In South Africa, girls join forces to overcome adversity and drive change
The sounds of laughter, singing and clapping emanate from a small event space deep in Mamelodi township on the outskirts of Pretoria, South Africa. Inside, a group of girls are excitedly preparing to begin a group dialogue session. The participants, whose ages range from 15 to 25, have been brought together by their desire for change—and their belief that they can drive it themselves by speaking directly to powerful groups and decision-makers. This is the Young Women for Life (YWfL) movement.
The movement, convened by the Southern African Catholic Bishops Conference (SACBC) Justice and Peace Commission and supported by UN Women South Africa Multi-Country office, was founded in 2019 to help empower South African women and girls in the face of discrimination and hardship. Together, members confront the challenges and threats they encounter in their day-to-day lives—including unemployment, HIV infection and gender-based violence.
Youth in South Africa continue to be disadvantaged in the labour market, with an unemployment rate higher than the national average. In the first quarter of 2022, Statistics South Africa reported respective unemployment rates of 63.9 percent and 42.1 per cent for those aged 15-24 and 25-34 years, while the current official national rate stands at 34.5 percent. A World Bank report showed that job losses in COVID-19 times are disproportionally concentrated among low-income earners, worsening already severe inequalities.
Girls and young women are particularly vulnerable to socio-economic challenges in South Africa’s patriarchal society, and they often find themselves compromising their sexual and reproductive health to survive from day to day. All the sites where the YWfL movement is present are high-burden areas for HIV prevalence and treatment defaulting, where girls and young women face similar socio-economic vulnerabilities to HIV. Across South Africa, adolescent girls and young women account for 35 percent of all new HIV infections. Gender-based violence, too, remains a pervasive issue: In 2021, Statistics South Africa released a report indicating that one in five women (21 percent) had experienced physical violence by a partner.
Enter the Young Women for Life movement. Structured through local “ward cell” groups that meet, share and strategize, the movement uses group dialogues to raise awareness around HIV and to discuss issues relating to gender dynamics and the pressures that lead to transactional sexual relationships. These dialogues have formed the foundation from which young women across South Africa have been able to support and encourage each other over the past two years, as well as to strategise about social change, advocacy and financial improvement initiatives.
During the group dialogue sessions, the girls are led by trainers, Volunteers from the community who work with SACBC in driving activities on the ground.. The girls break into smaller groups to debate questions posed by the trainers around key issues like HIV prevalence, gender-based violence and transactional sexual relationships. “The dialogues are informed by the context and what the young women are living on a day-to-day basis”, explains Jacqueline Nzisabira, the UN Women Regional HIV/AIDS Policy Specialist. Afterwards, the smaller groups reconvene and report back on their discussions. Often touching on members’ personal experiences, these reporting sessions become a moment of shared catharsis.

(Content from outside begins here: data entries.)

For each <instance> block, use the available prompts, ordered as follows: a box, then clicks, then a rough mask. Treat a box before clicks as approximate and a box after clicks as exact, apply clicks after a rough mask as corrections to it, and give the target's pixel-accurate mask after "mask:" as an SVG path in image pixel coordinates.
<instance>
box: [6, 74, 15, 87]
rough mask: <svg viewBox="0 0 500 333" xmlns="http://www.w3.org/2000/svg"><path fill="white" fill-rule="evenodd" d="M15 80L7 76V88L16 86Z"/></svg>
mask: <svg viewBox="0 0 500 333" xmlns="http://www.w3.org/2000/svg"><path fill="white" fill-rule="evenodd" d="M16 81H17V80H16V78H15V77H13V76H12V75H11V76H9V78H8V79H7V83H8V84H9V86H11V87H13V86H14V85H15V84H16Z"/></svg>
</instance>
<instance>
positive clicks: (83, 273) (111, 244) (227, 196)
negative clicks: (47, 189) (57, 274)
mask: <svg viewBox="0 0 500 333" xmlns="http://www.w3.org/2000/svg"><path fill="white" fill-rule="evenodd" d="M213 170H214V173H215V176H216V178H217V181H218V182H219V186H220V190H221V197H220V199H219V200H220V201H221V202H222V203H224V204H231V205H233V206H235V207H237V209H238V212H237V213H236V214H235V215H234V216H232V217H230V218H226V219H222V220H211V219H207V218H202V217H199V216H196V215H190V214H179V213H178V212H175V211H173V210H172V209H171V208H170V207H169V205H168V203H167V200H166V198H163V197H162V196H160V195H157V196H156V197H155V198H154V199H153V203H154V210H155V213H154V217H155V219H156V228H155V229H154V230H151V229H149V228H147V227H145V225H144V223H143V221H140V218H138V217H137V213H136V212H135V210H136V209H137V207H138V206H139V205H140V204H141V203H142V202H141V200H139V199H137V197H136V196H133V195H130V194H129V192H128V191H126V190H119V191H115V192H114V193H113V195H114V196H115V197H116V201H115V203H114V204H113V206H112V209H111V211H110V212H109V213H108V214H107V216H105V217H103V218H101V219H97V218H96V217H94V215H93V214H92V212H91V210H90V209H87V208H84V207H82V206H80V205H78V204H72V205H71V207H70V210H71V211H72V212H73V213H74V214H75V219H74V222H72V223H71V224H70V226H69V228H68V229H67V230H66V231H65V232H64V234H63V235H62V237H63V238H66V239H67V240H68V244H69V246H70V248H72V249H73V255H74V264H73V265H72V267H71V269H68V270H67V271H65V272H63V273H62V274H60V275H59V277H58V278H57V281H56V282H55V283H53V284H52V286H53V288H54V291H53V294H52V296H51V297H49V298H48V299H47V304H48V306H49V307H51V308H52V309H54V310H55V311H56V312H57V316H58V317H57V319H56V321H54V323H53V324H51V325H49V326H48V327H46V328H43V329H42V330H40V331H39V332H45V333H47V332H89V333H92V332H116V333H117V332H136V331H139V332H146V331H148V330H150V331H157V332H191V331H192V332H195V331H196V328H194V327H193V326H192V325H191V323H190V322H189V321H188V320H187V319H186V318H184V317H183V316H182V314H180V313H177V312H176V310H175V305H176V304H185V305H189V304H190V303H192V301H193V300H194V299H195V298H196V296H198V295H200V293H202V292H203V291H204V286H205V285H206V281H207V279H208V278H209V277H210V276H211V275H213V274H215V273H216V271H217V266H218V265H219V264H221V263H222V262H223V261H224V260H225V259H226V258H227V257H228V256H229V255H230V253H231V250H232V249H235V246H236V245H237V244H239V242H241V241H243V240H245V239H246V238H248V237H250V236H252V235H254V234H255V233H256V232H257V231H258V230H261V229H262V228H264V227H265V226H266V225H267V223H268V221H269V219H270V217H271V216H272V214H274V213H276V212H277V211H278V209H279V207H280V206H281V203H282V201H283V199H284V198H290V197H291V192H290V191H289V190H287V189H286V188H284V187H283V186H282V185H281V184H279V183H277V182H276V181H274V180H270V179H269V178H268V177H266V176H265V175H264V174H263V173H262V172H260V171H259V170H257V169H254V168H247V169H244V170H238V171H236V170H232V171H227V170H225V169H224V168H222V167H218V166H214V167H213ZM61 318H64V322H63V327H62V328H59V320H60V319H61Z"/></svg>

Beyond offering emotional support, the Young Women for Life movement is fighting to improve women and girls’ access to justice. This includes monitoring court cases surrounding gender-based violence and advocating for improved services for the survivors involved in these cases. In 2021, members were involved in the resolution of 135 cases of rape and femicide—from the time they were reported to the police through to their conclusion in court. The movement supported young women and their families in navigating the criminal justice system and accessing counselling and pyscho-social support services.
Members also picket outside courts as a way of making their presence known to the magistrates and of drawing public attention to cases of rape and other forms of gender-based violence. During sentencing, they make legal submissions to magistrates to ensure no leniency is given in rape and femicide cases. In the past, members have reported magistrates to the South African Department of Justice when they have given lenient sentences that do not comply with sentencing guidelines.

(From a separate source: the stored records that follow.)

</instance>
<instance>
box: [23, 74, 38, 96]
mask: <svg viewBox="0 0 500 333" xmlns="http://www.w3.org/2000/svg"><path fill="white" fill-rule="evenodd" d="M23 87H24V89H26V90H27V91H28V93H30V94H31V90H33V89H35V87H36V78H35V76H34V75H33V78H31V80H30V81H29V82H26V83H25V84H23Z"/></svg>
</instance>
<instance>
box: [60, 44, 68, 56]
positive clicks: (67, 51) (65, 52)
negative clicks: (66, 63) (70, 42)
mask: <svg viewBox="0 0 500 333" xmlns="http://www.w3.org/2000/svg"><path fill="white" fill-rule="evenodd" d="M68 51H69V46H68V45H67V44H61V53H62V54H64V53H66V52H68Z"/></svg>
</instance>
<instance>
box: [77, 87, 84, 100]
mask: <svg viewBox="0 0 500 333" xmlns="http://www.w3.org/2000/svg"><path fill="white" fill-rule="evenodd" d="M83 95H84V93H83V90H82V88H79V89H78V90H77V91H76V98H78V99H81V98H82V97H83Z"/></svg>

The YWfL movement also works to build the resourcefulness and resilience of girls and young women in the face of financial strain and limited economic opportunities, particularly during the COVID-19 pandemic. UN Women and SACBC recently conducted economic empowerment and life skills trainings with 600 young women from across South Africa in partnership with Nokia’s incubation programme, which offers training opportunities that can lead to employment and further skills development.

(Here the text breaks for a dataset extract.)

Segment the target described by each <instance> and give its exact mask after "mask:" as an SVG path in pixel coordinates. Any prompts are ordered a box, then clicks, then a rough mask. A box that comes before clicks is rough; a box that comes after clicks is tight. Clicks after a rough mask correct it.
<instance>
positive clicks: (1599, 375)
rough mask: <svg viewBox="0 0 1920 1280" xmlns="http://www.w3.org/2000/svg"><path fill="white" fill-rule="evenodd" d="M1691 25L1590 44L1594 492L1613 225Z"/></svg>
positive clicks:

On the benefits she has seen as the programme implementation continues, Jacqueline says, “This programme has shown results beyond what we expected. It is exposing the issues that are driving prevalence of HIV and Gender-based violence. It’s helping us and the Government to address the right issues. The young women have become more resilient and they’re taking their destinies into their own hands through reinforcing their voice and their agency”. Father Stan Muyebe, director of the Southern African Catholic Bishops Conference, adds: “Our vision for the movement in the next few years is for the girls to own the whole process by themselves, with our support. We want them to have the ownership, direction, and vision on the empowerment that they want”.